“Kalau tuhan maha kuasa, bisakah tuhan menciptakan benda yang sangat berat
sampai tuhan pun tidak sanggup mengangkatnya?” gitu tulis salah satu pengunjung
site ini. Aku nggak bisa ngebayangin, baca tulisan aku yang mana dia sampai
terus inget teka teki Yunani purba ini.
Zaman Yunani purba, memang tuhan dipahami sebagai makhluk mirip manusia tapi
maha kuasa, maha tahu, dan maha lain-lain. Tapi kata ‘maha’ diterjemahkan
dalam arti kuantitas. Itulah sebabnya hikayat tuhan-tuhan Eropa dan bangsa
Indo-Arya suka jadi paradox, kayak Zeus-nya Yunani yang kerjaannya salah melulu,
atau Wotan-nya Nordik yang salah tingkah melulu.

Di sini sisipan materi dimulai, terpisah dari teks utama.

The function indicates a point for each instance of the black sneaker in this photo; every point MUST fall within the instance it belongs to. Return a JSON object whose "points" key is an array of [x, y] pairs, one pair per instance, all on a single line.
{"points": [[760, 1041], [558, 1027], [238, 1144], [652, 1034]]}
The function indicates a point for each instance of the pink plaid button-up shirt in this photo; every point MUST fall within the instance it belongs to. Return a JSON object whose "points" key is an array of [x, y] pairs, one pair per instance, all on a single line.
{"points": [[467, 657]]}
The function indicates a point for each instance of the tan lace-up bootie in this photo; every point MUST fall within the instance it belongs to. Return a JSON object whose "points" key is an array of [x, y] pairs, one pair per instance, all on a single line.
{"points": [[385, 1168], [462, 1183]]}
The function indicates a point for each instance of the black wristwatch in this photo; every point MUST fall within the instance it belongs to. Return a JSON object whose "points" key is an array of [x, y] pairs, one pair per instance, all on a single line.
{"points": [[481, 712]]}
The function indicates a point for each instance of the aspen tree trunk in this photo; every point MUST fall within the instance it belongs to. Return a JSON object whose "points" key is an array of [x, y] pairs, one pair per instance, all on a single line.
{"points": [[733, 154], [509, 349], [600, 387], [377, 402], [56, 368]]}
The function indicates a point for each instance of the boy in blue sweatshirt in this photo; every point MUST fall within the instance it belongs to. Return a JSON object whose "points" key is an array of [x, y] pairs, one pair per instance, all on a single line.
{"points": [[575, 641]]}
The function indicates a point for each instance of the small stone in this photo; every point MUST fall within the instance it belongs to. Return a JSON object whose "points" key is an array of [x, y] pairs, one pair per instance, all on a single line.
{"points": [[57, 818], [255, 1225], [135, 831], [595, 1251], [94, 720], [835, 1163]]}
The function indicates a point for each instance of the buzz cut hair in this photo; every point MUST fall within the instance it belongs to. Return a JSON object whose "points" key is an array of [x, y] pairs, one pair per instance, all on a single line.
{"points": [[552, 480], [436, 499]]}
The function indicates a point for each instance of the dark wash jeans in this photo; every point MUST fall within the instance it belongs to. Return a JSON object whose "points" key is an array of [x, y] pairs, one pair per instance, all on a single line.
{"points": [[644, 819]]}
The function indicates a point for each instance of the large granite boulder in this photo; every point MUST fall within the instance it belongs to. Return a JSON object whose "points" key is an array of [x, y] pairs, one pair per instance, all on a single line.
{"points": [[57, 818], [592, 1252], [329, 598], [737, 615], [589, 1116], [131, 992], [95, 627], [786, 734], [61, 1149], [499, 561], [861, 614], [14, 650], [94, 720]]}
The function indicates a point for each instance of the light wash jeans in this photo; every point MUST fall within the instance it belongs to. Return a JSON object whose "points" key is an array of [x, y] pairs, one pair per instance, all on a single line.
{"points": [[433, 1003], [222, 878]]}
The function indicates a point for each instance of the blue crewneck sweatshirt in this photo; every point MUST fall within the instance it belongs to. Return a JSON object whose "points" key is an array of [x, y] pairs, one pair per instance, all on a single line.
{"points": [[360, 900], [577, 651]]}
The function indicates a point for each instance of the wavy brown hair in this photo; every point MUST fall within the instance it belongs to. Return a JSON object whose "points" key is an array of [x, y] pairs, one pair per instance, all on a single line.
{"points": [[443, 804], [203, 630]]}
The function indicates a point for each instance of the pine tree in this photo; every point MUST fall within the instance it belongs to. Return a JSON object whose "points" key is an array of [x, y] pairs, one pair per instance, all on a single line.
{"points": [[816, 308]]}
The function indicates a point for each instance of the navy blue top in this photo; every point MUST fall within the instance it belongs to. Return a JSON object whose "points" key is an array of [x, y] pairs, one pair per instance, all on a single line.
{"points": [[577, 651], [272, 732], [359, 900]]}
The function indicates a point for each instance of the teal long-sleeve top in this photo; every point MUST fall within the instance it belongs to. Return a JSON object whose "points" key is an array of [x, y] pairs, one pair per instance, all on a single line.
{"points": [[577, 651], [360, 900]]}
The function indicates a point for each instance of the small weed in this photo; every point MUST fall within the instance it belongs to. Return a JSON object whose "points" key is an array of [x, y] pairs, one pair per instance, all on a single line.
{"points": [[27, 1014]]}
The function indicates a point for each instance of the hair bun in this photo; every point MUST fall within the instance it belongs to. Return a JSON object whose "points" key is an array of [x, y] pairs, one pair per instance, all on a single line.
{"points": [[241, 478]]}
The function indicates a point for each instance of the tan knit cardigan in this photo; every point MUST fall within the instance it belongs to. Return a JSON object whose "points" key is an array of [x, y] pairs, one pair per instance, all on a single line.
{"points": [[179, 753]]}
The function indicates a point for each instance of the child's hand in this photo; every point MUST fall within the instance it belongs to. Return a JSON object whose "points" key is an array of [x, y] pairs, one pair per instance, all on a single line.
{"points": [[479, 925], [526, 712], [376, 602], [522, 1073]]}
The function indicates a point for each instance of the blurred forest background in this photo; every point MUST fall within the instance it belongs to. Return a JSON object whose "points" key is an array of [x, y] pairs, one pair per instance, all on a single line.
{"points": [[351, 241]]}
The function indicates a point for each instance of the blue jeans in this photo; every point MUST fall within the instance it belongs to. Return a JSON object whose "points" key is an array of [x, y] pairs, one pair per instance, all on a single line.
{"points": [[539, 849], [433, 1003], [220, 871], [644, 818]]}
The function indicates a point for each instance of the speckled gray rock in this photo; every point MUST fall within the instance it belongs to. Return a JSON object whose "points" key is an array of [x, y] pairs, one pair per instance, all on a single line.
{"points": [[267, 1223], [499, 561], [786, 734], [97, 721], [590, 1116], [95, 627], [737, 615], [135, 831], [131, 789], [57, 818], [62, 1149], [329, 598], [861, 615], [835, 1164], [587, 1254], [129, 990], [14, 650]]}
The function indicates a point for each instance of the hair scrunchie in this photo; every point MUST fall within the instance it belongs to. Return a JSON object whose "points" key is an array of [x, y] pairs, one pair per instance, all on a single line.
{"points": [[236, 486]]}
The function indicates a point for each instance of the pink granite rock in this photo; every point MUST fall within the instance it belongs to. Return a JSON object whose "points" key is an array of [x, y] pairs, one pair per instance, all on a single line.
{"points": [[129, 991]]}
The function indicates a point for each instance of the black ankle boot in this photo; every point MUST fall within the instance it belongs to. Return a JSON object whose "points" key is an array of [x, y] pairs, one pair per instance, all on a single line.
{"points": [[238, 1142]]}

Zaman kini, umumnya disepakati bahwa diskursus dalam memperbincangkan Tuhan
(which is Allâh) tidaklah sama dengan manusia. Kemahatahuan Allâh
tidak bisa dibandingkan dengan pengetahuan (atau penglihatan, kekuatan,
kebenaran) manusia. Keabadian ruh manusia di akhirat tidak bisa dibandingkan
keabadian Allâh. Pun diakui bahwa perbincangan atas Allâh selalu
hanya tentang pemetaan sifat Allâh ke dalam diskurus manusia yang tentu
loss-nya banyak, dan selisihnya juga banyak antar manusia :).

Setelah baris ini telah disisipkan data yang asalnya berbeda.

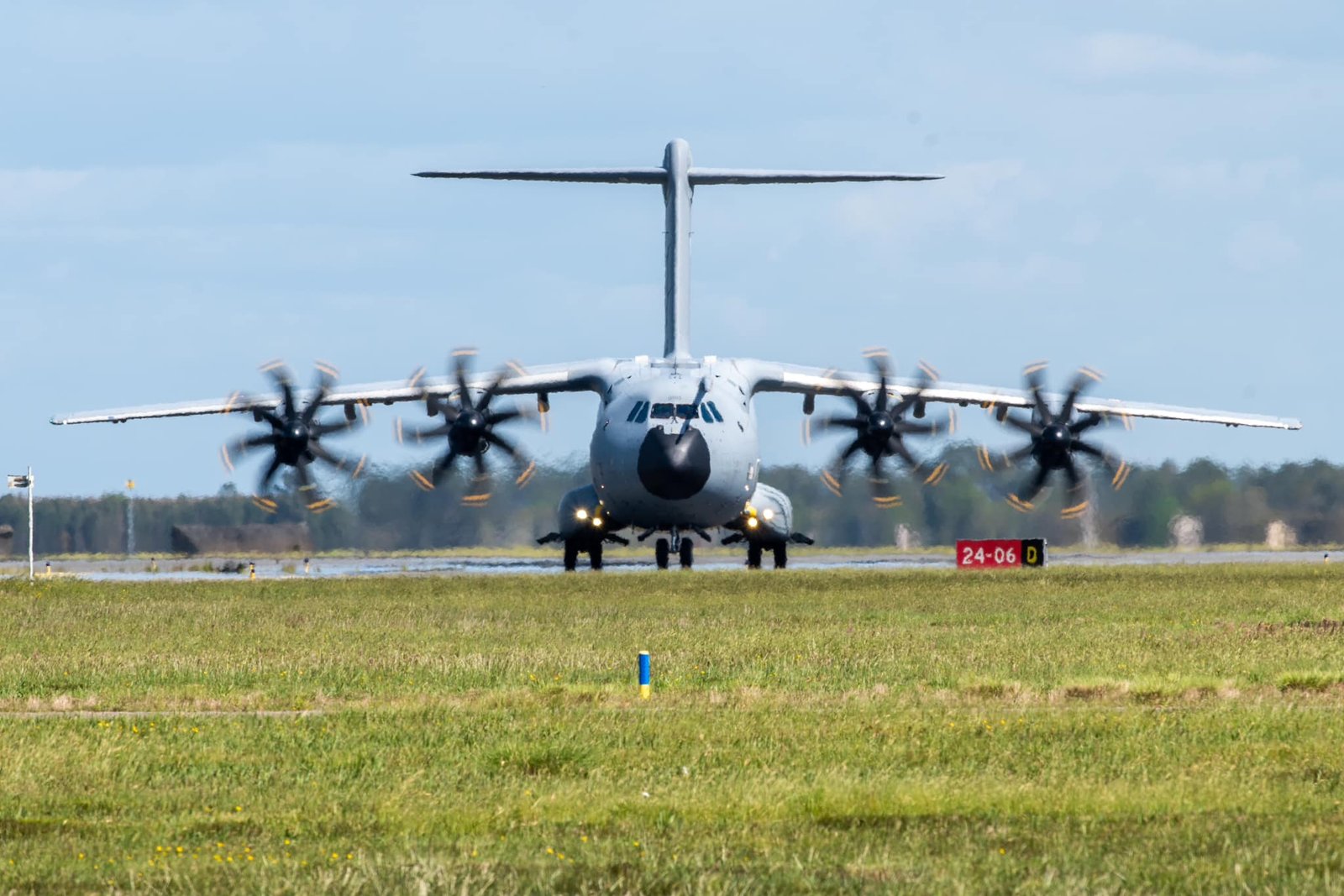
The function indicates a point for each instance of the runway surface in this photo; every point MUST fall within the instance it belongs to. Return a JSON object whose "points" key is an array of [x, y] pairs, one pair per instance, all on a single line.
{"points": [[226, 569]]}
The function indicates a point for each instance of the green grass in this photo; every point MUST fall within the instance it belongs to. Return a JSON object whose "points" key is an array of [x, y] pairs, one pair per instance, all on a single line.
{"points": [[1086, 730]]}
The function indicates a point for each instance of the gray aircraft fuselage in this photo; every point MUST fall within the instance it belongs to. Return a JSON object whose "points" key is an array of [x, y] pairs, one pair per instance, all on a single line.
{"points": [[675, 443]]}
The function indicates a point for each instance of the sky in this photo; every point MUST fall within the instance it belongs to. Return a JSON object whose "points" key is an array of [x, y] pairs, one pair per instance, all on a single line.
{"points": [[188, 190]]}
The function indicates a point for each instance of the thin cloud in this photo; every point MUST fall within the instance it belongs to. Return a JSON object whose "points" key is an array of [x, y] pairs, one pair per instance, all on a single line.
{"points": [[1136, 55], [1261, 244]]}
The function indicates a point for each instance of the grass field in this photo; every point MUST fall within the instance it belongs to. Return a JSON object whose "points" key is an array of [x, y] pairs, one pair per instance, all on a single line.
{"points": [[1085, 730]]}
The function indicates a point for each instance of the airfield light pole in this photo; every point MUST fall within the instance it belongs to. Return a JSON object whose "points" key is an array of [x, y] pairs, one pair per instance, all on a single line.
{"points": [[18, 481], [131, 517]]}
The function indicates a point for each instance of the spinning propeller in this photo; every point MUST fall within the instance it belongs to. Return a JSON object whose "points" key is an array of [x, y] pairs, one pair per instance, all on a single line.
{"points": [[470, 429], [295, 436], [879, 430], [1054, 438]]}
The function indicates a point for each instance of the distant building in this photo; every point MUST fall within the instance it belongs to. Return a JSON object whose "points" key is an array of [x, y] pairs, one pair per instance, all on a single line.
{"points": [[1186, 532]]}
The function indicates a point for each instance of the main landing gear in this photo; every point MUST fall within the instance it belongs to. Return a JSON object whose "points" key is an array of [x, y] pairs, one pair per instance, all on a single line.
{"points": [[756, 551], [582, 543]]}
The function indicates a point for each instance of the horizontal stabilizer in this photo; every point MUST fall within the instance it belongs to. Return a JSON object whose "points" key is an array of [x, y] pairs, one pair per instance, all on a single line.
{"points": [[698, 176], [564, 175], [701, 176]]}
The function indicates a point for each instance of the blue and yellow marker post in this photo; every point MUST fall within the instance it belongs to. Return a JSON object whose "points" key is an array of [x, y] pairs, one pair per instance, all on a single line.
{"points": [[645, 676]]}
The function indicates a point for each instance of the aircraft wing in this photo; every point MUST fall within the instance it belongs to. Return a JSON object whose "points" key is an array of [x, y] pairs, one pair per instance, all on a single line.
{"points": [[539, 380], [769, 376]]}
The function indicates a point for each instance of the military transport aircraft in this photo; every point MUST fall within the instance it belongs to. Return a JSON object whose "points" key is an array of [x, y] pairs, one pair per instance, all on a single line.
{"points": [[675, 449]]}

Zaman kini, konsep tentang benda dan tentang berat juga berbeda dengan zaman
Yunani purba. Segala materi-energi dan dimensi itu konsepsi matematis yang
karena ketepatannya maka mewujud secara fisika. Dan memasukkan Allâh
yang nyata ke dalam cerita kefanaan konsepsi matematis itu tentu kembali
di luar konteks.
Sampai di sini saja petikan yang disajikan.